Renewable energy (RE) companies had been enforced with a moratorium, so they will not demand for penalty or interest payments on any delayed settlements of the feed-in-tariff (FIT) incentives that fund administrator National Transmission Corporation (TransCo) will be paying them.
In an advisory, the Energy Regulatory Commission (ERC) decreed that “during the period of the moratorium, eligible RE plants shall not impose any interest or penalty for any partial or delayed payment of the actual FIT revenue to them by Transco.”
The moratorium, according to the ERC, shall be imposed “for six billing periods from the relevant billing period wherein the interest or penalty had first been incurred, if such moratorium has not yet been in place.”

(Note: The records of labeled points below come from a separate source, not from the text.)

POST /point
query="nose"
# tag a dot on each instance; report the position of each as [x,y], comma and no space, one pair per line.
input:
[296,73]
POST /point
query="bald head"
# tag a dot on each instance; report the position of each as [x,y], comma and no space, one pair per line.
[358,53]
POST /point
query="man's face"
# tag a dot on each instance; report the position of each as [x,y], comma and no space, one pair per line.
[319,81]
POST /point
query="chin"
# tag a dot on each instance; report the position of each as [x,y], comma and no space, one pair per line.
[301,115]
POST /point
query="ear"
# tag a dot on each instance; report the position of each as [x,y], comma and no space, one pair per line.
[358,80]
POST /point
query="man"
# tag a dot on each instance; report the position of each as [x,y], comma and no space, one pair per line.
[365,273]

The ERC stipulated that the advisory it issued on April 29 this year was anchored on Section 9.1 of Resolution No. 16 Series of 2010, or the FIT Rules that the regulatory body enforced more than a decade ago.
It was last month when TransCo cautioned players in the RE sector that the FIT fund was already inching close to depletion, because of regulatory lag on the approval of the FIT rate adjustments by the ERC.

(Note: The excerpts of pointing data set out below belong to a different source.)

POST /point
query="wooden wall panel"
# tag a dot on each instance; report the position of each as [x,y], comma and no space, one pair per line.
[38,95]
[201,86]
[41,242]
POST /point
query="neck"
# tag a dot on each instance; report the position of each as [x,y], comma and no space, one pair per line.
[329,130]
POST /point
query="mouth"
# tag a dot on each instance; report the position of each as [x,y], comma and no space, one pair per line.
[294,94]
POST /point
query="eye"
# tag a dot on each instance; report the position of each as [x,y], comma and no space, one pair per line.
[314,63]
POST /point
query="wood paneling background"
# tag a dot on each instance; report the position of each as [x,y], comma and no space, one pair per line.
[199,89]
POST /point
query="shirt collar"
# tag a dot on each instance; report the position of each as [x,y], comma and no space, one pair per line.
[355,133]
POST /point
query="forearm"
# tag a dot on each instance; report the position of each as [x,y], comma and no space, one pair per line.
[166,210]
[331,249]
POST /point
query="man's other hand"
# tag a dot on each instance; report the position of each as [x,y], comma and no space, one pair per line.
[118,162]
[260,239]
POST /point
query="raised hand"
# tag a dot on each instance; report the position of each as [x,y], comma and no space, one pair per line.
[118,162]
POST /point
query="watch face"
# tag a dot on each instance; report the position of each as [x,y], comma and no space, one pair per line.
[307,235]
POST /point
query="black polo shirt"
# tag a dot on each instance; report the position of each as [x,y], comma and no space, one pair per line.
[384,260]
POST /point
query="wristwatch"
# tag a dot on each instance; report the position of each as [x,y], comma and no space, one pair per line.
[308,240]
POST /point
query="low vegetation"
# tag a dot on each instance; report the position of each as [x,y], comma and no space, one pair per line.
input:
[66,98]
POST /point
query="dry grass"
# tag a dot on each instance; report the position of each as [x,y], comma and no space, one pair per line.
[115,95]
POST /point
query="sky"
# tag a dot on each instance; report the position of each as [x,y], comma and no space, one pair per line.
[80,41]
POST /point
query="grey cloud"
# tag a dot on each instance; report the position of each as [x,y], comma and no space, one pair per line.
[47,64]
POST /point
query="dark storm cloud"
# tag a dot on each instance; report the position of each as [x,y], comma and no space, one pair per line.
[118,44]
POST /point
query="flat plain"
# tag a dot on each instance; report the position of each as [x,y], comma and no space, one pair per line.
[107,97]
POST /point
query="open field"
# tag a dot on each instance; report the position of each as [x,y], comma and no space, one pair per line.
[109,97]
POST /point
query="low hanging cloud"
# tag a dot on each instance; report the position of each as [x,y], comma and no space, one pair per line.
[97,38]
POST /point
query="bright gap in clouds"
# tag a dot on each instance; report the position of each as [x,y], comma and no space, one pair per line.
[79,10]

The RE developers qualified to receive FIT payments from TransCo are those that had been endorsed and approved by both the Department of Energy (DOE) and the ERC to receive such perks –based on the completion of their projects when such fixed tariff incentives had been subjected by the government to a race in the years 2014 to 2016.
In a virtual stakeholder consultation that the FIT fund administrator had undertaken last month, TransCo President and CEO Melvin Matibag sounded off that “the delay in approval of the FIT-Allowance rate application may potentially lead to the depletion of the FIT-All Fund.”
In that forum, the TransCo chief executive emphasized that there’s a need “to stabilize the FIT-All fund to minimize, if not eliminate, delays by exploring the possibility of tapping the RE Trust Fund,” as prescribed under the Renewable Energy Act.
The RE Trust Fund shall be collected and managed by the energy department, and that was intended to enhance greater use of RE resources.”
Matibag noted then that “TransCo will request DOE to be granted access to the RETF (RE Trust Fund) of the RE Law for the sustainable administration of the FIT-All Fund.”
TransCo similarly laid down the possibility of using its corporate funds as FIT fund administrator, for the settlement of FIT payment to RE developers, but such shall be subject to interest charges in compliance to government rules for the use of funds that are under the charge of government-owned and controlled corporations.